Last November, Norway asked the European Commission for permission to use DNS blocking for gambling operators opposing cease and desists requests. The request marked a new attempt to gain better control over the websites that can be accessed by gamblers in the country and it came several months after the Broadcasting Act granted the Norwegian Media Authority (NMA) the power to act against illegal gambling ads.
The Scandinavian country with a state monopoly on gambling does not allow non-licensed operators to offer their services and products to Norwegians. Now, the NMA is asking five of the most popular TV distributors in the country to put a ban on gambling ads from several foreign operators.
The ban request follows the general crackdown that officials have enacted on gambling adverts after last year’s investigation that revealed severe breaches on four Discovery Network channels.
Five TV Distributors Summoned to Halt Ads Across Discovery Network
According to the Broadcasting Act that came into effect on January 1, 2021, TV distributors can be asked to prevent or make it more difficult for operators who do not have a license to advertise their products or services in Norway.

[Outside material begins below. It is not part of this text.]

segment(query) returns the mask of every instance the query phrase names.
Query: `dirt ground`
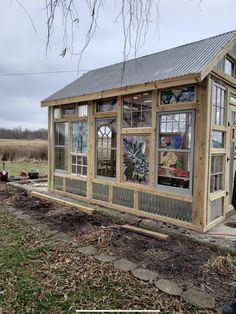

Allente, Telenor, Altibox, Telia, and RiksTV are the five major TV distributors in Norway that have been asked to put an end to broadcasting gambling ads via four different Discovery network channels: Eurosport Norway, MAX, FEM, and VOX. The targeted ads come from Betsafe, Unibet, Nordicbet, and Betsson.
The five distributors have been advised to revise their Discovery agreements and make sure their broadcasts do not include any form of gambling adverts and marketing, both are strictly forbidden in the country.
The deadline for the new request will expire on August 15. TV distributors who will fail to comply with are expected to suffer “significant financial reactions”. The NMA made it clear that distributors who would oppose the order should not benefit from any financial advantages.
Combined Efforts to Fight Off Foreign Operators
The gambling law in the country is currently managed by the Norwegian Lotteries Authority. The authority strictly prohibits operators who are not licensed to advertise their services in an attempt to protect problem gamblers. In spite of all past efforts to guarantee a safe environment for the most vulnerable categories, the NMA claims TV viewers have continued to be subject to numerous gambling ads from foreign players operators.
The synergy between the NMA’s Broadcasting Act’s provisions, the Norwegian Lottery Authority’s payment service ban, and the attentive monitoring of Facebook and Google are a powerful weapon against foreign companies trying to penetrate the Norwegian gambling market online. In mid-February, the Norwegian Lotteries Authority warned Kindred’s subsidiary Trannel about imposing coercive fines worth $137,000 a day unless Trannel would stop advertising its illegal gaming offering.